Talks Intensify Around Short-Term Debt Limit Hike
WH, House GOP leaders talk through night. AP: "No agreement was reported and plenty of hurdles remained, but both sides cast their meeting positively ... Obama planned a late-morning White House meeting Friday with GOP senators, who said they would present options of their own for ending the shutdown and debt limit standoff ..."
Obama welcomes short-term debt limit hike, but pushes for reopening government. CNN: "...Obama acknowledged that the Republican proposal on a six week debt ceiling increase was a good thing in an hour-and-a-half meeting with House Republican leadership Thursday night ... The President continued to question the rationale for keeping the government closed. And he continued to call for the government to be funded and the debt ceiling raised in one swoop ... The GOP leaders present told the President they had a list of demands in exchange for reopening the government, which Obama said he would look at but reminded them he would not give concessions in order to end the shutdown. House Speaker John Boehner did not outline what the specific items were, the source said. Boehner said staff was working on that."

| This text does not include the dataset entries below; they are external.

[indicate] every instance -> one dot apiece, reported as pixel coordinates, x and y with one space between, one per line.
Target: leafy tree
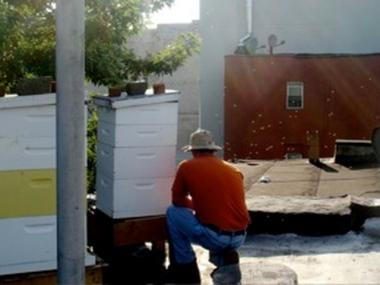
109 25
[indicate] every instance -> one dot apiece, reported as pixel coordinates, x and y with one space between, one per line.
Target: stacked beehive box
27 184
136 154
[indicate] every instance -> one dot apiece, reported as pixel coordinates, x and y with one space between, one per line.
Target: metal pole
70 142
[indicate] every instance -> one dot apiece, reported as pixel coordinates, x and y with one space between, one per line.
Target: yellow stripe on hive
25 193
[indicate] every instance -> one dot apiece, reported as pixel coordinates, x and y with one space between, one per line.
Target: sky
182 11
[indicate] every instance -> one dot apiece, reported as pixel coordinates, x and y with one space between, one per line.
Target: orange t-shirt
216 190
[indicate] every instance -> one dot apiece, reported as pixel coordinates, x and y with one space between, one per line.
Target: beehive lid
14 101
125 101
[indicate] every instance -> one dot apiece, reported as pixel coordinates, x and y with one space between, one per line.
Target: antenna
272 43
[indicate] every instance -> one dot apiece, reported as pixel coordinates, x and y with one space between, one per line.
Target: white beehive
28 184
137 138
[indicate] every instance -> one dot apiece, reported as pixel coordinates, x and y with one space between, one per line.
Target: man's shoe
229 273
186 273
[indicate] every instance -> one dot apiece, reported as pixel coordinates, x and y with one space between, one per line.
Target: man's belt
223 232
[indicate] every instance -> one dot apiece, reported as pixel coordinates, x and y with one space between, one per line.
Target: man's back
217 192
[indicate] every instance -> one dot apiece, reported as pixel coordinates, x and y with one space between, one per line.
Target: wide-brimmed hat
201 139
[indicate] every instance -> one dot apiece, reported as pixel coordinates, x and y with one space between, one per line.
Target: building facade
284 105
311 27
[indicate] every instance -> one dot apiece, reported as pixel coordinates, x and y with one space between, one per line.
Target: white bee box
133 197
27 153
150 110
29 245
29 122
137 135
138 162
136 154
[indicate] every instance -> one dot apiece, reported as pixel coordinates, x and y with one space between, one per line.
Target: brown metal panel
341 101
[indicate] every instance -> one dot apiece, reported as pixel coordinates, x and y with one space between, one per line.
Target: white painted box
137 135
133 197
136 154
29 122
138 162
148 110
27 153
29 245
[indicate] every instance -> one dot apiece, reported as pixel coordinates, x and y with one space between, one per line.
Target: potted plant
2 90
171 58
136 71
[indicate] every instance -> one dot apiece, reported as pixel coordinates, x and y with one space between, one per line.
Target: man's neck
197 154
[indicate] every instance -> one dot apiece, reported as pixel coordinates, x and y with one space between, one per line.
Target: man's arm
180 194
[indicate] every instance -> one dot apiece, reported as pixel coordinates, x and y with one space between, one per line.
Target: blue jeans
184 229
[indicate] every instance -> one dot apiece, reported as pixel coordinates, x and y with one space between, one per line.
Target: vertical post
70 141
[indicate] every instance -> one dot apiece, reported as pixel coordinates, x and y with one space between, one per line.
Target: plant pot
158 88
30 86
2 91
114 91
136 88
53 86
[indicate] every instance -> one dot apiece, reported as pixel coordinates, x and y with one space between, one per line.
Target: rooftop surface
351 258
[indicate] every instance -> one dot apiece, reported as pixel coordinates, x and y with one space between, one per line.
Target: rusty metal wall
341 101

Rep. Paul Ryan tries to sell conservatives. The Hill: "Ryan ... will speak in a pre-recorded message to be aired at the conservative [Value Voters Summit]. 'Now, this President, he won’t agree to everything we need to do,' Ryan will say. 'A budget agreement—with this President and this Senate— it won’t solve all of our problems. But I hope it’s a start. I hope we can get a down payment on our debt.'"

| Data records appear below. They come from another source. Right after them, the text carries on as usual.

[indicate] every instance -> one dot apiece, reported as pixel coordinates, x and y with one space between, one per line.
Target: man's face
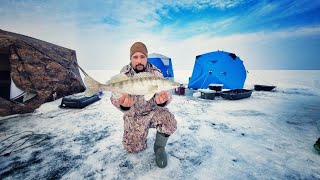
138 61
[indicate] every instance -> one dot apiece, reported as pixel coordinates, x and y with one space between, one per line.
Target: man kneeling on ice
141 113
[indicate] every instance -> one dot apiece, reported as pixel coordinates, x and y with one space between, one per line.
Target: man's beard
139 70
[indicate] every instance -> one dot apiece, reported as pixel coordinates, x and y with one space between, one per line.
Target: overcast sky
281 34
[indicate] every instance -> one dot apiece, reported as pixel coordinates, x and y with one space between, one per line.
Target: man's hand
126 100
162 97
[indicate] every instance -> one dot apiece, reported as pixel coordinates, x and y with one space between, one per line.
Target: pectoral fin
152 88
148 96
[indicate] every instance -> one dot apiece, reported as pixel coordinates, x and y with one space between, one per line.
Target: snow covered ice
267 136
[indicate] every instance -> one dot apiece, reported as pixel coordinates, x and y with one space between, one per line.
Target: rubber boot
159 149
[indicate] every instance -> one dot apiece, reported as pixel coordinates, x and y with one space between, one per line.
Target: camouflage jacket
141 106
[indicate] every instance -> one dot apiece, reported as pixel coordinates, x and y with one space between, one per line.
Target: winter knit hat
138 47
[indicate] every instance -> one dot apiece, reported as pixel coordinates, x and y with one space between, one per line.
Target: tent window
233 56
5 80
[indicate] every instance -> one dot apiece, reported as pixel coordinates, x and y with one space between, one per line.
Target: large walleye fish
143 83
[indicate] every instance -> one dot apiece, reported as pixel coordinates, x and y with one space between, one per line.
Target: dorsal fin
143 75
118 78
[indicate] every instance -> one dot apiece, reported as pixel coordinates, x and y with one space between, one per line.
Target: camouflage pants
136 128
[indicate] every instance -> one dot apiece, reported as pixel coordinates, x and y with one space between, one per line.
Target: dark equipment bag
78 101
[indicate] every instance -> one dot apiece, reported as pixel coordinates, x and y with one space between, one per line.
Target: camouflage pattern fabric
144 114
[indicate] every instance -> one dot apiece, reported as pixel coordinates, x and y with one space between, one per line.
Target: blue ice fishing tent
163 63
218 67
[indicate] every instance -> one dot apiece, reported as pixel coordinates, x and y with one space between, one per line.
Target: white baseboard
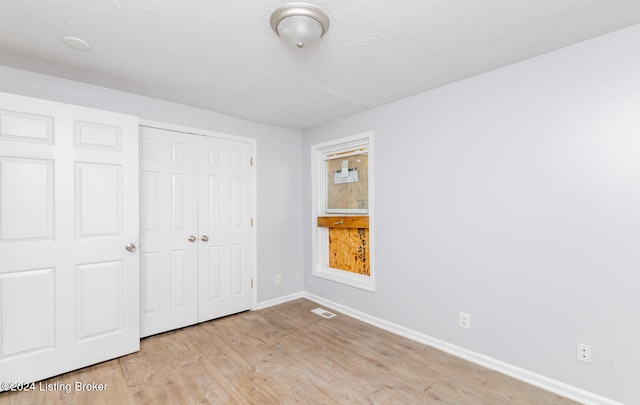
529 377
280 300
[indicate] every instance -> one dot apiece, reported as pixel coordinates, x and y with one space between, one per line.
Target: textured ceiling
223 55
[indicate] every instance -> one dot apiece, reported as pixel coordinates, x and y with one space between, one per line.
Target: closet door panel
169 212
225 220
69 294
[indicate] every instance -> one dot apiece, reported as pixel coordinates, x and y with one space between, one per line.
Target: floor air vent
323 313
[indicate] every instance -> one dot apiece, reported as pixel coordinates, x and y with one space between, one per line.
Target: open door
68 234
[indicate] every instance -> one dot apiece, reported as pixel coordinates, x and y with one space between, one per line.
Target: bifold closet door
225 225
169 230
69 292
197 240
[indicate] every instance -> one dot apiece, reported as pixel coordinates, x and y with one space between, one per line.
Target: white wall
514 196
278 163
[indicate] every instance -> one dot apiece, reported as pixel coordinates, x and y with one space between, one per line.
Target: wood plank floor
285 355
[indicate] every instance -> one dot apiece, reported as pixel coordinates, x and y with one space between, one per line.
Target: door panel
69 292
225 206
169 217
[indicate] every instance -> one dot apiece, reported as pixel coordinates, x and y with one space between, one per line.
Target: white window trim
320 235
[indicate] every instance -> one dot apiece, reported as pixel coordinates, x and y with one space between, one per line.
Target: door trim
254 187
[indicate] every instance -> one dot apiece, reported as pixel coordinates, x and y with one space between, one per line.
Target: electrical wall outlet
465 320
583 353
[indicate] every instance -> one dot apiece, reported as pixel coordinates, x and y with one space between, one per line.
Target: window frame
320 235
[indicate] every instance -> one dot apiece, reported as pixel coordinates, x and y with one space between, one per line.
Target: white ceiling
223 55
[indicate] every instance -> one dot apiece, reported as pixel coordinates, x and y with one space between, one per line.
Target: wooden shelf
350 221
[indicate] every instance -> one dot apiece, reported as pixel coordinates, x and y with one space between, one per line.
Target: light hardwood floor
284 355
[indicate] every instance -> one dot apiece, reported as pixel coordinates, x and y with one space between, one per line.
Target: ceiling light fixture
299 24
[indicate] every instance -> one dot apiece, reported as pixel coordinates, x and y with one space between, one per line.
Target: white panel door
169 230
226 244
68 206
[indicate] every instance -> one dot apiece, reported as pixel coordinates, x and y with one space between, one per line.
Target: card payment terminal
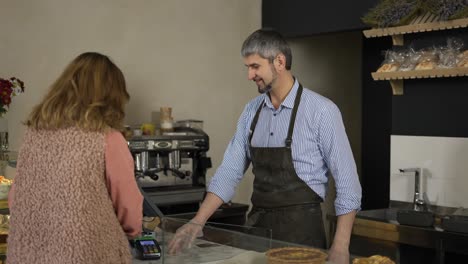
147 248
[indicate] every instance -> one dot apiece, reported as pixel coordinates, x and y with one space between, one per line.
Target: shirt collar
288 101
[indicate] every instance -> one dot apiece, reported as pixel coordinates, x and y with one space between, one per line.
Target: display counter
217 245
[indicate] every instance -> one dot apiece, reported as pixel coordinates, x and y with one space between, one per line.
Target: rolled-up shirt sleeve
235 161
121 184
338 156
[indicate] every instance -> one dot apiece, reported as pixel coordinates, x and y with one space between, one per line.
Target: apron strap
288 141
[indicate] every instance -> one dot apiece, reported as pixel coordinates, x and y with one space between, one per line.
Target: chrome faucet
418 202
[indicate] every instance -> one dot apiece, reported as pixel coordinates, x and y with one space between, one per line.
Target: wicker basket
295 255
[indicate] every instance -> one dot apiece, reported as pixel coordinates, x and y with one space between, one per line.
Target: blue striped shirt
319 145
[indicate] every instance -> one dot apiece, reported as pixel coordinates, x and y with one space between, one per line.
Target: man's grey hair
267 43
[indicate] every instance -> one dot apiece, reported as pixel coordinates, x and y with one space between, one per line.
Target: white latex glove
185 237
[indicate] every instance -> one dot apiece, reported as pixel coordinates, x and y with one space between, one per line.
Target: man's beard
266 89
268 86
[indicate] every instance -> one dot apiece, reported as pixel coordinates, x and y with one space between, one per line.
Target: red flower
8 89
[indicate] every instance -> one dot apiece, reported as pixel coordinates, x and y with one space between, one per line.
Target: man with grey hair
293 137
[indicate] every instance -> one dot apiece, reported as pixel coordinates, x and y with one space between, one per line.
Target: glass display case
218 243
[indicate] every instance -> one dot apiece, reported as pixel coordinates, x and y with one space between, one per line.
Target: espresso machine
170 169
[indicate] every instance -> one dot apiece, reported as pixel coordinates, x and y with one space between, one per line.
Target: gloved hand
184 237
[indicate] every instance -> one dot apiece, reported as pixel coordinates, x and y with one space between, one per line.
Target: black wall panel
295 18
432 107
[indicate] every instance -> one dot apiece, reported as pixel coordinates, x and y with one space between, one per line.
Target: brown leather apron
282 201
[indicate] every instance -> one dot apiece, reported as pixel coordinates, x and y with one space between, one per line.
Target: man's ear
280 62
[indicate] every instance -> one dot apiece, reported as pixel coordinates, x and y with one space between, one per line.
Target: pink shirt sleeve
122 186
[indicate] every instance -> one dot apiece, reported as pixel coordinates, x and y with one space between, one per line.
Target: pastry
388 67
426 65
463 63
295 255
375 259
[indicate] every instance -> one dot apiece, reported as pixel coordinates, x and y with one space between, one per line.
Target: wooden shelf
396 78
427 22
423 23
404 75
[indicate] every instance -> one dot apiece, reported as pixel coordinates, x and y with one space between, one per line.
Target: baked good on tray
388 67
375 259
295 255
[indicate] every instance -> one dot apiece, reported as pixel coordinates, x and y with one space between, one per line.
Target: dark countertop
382 224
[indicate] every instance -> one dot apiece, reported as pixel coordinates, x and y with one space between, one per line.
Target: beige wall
178 53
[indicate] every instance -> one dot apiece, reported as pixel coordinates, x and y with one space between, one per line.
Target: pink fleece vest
62 211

Senate GOP On Different Track
Senate GOPers diverge from Boehner. The Hill: "They are coalescing around their own proposal to pair a short-term debt-ceiling increase with a year-long stopgap to fund the government. Under their plan, the government would be funded for a year at the $967 billion level set by the 2011 Budget Control Act. The package would also include a repeal of ObamaCare's medical-device tax and language to require income verification of people who apply for healthcare subsidies ... Some Senate Republicans are willing to extend the debt limit for as long as six months, while others say the extension should only last for a few months."

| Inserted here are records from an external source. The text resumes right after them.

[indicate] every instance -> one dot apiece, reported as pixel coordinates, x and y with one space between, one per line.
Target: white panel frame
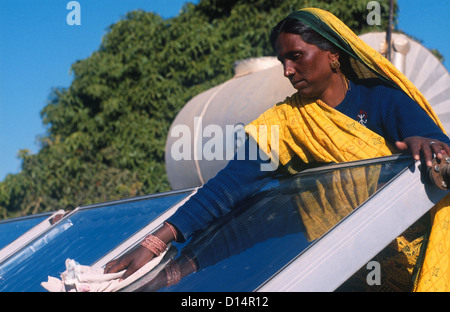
335 257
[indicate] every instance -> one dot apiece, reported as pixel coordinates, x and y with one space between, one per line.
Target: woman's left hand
425 146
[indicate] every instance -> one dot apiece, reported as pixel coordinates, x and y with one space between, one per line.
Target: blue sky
37 48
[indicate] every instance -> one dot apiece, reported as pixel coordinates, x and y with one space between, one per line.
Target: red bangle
154 244
174 232
173 273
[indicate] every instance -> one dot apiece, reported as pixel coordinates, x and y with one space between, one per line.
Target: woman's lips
299 84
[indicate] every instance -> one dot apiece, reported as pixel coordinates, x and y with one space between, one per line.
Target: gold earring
335 64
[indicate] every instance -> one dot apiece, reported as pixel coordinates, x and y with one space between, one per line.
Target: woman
338 78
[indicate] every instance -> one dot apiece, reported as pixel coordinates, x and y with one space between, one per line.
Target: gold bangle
154 244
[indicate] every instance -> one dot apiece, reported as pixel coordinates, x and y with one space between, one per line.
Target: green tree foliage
107 131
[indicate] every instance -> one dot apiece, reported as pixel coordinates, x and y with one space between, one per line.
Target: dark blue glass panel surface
84 236
244 249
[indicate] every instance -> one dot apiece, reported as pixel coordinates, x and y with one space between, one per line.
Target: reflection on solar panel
12 229
249 249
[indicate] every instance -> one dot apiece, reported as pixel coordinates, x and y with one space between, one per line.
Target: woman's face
305 65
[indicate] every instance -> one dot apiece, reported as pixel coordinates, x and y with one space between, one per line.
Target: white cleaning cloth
81 278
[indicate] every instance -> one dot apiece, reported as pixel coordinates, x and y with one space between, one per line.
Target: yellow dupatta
314 132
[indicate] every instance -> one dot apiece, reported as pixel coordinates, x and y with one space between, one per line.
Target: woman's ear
334 60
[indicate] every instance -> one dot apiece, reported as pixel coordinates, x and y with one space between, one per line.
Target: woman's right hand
139 256
131 261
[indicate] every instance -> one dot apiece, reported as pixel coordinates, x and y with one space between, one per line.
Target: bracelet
192 262
173 273
174 232
154 244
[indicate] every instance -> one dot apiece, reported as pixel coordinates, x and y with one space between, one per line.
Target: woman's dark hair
309 35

Sen. Sanders rejects Boehner gambit. Politico quotes: "He’s attempting to hoodwink the American people with this short term solution, which is totally unsatisfactory."
GOP Hits Rockbottom
GOP hits rockbottom in NBC/WSJ poll: "By a 22-point margin (53 percent to 31 percent), the public blames the Republican Party more for the shutdown than President Barack Obama – a wider margin of blame for the GOP than the party received during the poll during the last shutdown in 1995-96. Just 24 percent of respondents have a favorable opinion about the GOP, and only 21 percent have a favorable view of the Tea Party, which are both at all-time lows in the history of poll ... American voters prefer a Democratic-controlled Congress to a Republican-controlled one by eight percentage points..."
"We could be witnessing the death throes of the Republican Party" says TNR's John Judis: "What is happening in the Republican Party today is reminiscent of what happened to the Democrats in the late 1960s and early 1970s. At that time, the Democrats in Washington were faced by a grassroots revolt from the new left over the war in Vietnam and from the white South over the party’s support for civil rights. It took the Democrats over two decades to do undo the damage—to create a party coalition that united the leadership in Washington with the base and that was capable of winning national elections. The Republicans could be facing a similar split between their base and their Washington leadership, and it could cripple them not just in the 2014 and 2016 elections, but for decades to come."